The political Opposition in the state, spearheaded by the AIADMK, may demand the Karunanidhi government's dismissal, when the report is published. The Congress, if the electoral equations suit the party at the national level, too may join the chorus.
It is then that the DMK's consistent stand, combined with a similar position the BJP may now be forced to take, that may bail out the party. Even otherwise, the DMK is known to be keeping its political options open, as far as the BJP is concerned.
Last time around, the party was not exactly averse to backing the Atal Bihari Vajpayee government during the confidence vote in Parliament. But it had no intention of wasting its votes as Vajpayee could not muster up a majority.
With the BJP being seen as the party of the future, the DMK would not like the AIADMK to align with the future ruling party at the Centre, only with the hope of getting the state government dismissed.
The DMK sees the BJP as a natural ally of the party at the national-level, with the TMC leadership not being able to forget its ''Congress past''.
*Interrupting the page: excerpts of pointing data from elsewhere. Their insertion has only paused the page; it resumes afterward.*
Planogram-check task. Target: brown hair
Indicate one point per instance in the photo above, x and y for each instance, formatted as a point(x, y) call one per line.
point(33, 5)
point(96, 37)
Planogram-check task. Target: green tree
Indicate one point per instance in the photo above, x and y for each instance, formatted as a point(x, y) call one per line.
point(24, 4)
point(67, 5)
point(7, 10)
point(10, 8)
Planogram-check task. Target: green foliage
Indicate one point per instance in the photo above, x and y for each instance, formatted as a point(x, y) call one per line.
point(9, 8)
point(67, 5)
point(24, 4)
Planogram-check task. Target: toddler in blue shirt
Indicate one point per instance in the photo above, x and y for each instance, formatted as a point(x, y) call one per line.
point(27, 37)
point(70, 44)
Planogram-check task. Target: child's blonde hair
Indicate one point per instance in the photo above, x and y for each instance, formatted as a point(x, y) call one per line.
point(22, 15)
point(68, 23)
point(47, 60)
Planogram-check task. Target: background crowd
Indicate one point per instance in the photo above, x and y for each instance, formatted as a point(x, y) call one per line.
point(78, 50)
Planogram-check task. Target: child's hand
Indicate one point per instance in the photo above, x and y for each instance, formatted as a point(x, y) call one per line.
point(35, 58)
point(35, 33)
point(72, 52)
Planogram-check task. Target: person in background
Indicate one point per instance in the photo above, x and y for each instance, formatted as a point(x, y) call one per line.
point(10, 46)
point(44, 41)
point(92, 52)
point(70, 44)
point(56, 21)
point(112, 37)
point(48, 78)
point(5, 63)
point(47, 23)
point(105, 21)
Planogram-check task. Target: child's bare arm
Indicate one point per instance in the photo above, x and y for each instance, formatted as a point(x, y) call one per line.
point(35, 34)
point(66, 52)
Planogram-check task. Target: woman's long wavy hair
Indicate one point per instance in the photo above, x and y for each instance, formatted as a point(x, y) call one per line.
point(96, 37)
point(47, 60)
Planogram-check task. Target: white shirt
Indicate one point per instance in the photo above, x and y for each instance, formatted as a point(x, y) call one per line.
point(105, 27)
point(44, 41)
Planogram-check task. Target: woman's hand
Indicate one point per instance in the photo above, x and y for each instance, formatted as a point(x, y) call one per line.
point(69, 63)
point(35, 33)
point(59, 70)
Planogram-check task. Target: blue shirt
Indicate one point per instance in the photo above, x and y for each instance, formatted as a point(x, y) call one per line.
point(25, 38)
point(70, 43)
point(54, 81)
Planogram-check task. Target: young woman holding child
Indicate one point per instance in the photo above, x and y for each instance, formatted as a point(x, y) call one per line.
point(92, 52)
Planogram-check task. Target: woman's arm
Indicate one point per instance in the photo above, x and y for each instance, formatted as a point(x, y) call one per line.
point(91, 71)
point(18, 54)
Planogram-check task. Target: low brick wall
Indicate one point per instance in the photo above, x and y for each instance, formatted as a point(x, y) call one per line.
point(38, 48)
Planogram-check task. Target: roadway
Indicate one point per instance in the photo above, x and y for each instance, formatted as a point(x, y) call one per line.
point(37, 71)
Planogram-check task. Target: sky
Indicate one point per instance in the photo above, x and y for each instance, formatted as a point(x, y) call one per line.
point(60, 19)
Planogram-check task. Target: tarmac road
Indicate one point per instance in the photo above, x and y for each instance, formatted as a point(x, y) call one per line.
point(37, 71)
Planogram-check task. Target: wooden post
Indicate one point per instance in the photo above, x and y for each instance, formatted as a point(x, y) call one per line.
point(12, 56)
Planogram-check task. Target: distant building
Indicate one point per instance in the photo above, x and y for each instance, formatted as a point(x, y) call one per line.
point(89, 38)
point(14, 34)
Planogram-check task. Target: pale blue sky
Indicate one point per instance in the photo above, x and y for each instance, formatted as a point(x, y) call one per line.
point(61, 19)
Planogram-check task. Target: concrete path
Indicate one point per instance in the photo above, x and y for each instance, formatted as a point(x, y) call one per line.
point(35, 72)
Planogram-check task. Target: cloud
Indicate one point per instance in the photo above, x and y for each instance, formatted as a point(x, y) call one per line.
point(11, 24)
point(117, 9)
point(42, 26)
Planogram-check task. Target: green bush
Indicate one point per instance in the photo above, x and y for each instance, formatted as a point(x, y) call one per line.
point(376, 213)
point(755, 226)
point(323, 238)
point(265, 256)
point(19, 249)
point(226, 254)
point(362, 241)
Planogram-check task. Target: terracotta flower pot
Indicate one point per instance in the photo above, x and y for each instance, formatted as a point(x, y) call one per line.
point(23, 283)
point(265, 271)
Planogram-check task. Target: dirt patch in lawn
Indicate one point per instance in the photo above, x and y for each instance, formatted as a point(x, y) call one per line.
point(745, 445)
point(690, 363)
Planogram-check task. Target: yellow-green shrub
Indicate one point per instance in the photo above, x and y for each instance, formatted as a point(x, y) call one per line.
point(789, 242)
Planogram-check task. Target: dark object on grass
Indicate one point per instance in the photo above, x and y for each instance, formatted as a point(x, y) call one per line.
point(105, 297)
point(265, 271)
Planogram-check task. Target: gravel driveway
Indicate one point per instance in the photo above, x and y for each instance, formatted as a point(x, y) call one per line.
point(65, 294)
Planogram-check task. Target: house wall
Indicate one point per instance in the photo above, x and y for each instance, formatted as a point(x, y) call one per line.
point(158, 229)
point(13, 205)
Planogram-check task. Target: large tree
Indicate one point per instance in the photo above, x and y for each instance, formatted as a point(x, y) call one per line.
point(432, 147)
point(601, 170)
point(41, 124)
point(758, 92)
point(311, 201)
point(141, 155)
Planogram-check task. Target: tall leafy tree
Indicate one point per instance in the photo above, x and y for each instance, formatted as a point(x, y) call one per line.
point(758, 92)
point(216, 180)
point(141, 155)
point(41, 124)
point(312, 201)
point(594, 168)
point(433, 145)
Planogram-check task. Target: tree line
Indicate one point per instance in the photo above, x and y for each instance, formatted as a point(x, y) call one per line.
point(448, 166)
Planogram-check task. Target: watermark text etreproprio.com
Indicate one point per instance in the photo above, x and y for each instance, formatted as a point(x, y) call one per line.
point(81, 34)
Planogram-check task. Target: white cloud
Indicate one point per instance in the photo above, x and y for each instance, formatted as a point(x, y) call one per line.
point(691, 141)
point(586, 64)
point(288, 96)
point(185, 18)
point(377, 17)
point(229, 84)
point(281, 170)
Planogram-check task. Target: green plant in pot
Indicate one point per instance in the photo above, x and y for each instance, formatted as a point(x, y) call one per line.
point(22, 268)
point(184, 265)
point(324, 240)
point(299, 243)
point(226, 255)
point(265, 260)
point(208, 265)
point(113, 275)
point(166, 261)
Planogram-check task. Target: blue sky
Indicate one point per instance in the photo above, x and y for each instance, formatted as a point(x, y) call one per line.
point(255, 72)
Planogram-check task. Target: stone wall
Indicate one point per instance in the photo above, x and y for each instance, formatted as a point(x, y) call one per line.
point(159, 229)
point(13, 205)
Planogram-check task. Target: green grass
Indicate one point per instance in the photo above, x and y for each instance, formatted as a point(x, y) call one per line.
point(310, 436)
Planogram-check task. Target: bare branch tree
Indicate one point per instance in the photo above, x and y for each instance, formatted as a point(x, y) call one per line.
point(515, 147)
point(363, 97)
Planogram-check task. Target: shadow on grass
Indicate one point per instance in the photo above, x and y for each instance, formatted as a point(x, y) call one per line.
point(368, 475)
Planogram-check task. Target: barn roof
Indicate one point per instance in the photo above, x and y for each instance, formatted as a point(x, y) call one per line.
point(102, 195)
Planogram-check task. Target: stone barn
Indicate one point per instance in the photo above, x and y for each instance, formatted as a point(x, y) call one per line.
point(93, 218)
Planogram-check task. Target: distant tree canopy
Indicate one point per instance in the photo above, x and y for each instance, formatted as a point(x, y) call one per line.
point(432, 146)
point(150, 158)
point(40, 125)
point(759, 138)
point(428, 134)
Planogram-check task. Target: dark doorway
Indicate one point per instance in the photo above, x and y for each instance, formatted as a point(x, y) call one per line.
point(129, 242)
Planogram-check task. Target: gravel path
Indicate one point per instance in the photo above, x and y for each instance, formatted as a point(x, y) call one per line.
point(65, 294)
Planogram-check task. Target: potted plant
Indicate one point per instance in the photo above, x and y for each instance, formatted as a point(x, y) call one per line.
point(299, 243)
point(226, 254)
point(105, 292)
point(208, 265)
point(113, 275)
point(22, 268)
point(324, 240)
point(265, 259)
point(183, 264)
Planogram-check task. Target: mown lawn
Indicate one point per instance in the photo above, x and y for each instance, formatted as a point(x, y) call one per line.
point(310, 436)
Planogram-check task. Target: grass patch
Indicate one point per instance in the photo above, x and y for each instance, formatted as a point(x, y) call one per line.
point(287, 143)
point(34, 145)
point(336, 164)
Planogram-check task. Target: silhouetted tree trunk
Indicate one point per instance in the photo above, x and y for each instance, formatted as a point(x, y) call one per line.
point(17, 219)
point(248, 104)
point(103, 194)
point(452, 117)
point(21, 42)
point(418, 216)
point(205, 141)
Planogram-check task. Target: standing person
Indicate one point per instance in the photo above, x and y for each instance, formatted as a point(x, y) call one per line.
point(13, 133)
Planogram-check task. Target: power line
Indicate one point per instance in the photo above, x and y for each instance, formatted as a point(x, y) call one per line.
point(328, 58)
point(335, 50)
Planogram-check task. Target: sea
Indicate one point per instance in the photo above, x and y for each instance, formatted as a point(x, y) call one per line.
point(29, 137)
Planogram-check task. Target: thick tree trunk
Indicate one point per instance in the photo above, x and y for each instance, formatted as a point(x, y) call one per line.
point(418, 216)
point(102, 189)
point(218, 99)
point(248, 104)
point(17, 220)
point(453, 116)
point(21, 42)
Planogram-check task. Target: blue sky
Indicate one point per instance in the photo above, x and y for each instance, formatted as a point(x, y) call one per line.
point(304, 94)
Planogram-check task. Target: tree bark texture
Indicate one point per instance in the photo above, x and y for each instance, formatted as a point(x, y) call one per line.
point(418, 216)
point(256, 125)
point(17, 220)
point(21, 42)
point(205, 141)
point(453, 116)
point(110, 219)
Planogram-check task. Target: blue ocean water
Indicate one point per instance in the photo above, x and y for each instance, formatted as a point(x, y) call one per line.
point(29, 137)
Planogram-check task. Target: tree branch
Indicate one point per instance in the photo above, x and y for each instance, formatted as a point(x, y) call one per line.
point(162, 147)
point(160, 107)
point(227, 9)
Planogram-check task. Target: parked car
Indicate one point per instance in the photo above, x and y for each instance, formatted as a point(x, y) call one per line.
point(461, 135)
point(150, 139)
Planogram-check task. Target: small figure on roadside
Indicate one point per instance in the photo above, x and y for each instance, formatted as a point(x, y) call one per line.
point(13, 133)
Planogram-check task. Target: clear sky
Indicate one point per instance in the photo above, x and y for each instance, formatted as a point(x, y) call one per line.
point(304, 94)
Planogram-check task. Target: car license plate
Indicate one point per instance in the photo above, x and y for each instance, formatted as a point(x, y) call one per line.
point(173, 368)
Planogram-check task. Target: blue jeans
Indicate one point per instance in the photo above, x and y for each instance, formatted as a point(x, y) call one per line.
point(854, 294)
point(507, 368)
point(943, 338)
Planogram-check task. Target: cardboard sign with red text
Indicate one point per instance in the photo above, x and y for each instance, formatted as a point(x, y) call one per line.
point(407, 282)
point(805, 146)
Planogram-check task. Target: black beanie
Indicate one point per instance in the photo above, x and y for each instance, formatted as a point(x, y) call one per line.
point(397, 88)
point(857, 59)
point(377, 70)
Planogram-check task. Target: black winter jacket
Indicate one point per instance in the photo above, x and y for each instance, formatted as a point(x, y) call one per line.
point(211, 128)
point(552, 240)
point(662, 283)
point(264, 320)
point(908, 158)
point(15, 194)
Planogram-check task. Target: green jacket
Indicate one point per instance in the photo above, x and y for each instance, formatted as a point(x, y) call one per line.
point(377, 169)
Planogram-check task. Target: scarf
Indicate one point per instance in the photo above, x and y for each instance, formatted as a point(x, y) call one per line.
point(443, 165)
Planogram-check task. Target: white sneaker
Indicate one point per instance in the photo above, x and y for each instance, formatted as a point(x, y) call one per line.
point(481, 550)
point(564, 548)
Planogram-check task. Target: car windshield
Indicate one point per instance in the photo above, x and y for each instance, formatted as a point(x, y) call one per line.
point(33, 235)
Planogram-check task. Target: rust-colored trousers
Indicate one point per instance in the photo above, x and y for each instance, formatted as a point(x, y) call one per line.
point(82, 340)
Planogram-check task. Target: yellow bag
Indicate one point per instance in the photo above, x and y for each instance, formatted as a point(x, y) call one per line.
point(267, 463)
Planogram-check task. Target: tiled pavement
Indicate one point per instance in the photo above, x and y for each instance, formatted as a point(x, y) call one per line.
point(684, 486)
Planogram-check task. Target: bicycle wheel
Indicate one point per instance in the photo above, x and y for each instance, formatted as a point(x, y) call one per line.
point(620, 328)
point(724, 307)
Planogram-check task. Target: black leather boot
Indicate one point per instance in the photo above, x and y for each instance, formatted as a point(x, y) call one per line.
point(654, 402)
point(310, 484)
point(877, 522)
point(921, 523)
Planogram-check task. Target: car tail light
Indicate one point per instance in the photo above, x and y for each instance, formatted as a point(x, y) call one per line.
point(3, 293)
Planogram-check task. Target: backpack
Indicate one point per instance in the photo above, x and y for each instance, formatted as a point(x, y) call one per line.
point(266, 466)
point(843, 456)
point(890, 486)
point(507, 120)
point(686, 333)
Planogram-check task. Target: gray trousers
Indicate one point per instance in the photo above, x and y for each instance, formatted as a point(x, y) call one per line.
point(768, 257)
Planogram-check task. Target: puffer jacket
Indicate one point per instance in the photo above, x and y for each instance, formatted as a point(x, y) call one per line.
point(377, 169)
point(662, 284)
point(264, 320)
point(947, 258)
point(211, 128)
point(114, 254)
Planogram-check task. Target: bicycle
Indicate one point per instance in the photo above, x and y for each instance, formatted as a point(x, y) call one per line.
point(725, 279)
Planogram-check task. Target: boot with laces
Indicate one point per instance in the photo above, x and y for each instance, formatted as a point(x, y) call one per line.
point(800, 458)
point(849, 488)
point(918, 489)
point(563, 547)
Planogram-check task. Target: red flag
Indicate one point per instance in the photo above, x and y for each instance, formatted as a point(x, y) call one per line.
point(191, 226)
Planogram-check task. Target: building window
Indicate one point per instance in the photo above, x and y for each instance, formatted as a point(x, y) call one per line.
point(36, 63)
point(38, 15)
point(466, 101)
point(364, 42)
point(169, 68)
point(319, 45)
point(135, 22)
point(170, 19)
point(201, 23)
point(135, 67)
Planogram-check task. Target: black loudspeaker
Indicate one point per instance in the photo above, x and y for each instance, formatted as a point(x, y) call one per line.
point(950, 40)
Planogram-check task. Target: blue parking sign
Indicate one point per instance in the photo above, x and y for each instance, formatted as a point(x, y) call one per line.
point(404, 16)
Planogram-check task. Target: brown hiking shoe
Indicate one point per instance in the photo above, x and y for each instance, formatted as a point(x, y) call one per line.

With Moopanar not making any secret of the TMC's political ambitions in the state, his party moving closer to the Congress at the national level, in whatever form, would force the DMK into the BJP's hands, their basic ideological differences notwithstanding.
The DMK's stand on Uttar Pradesh, while putting north Indian local 'satraps' like Mulayam Singh Yadav in place in the United Front scheme of things, also takes the party closer to the BJP.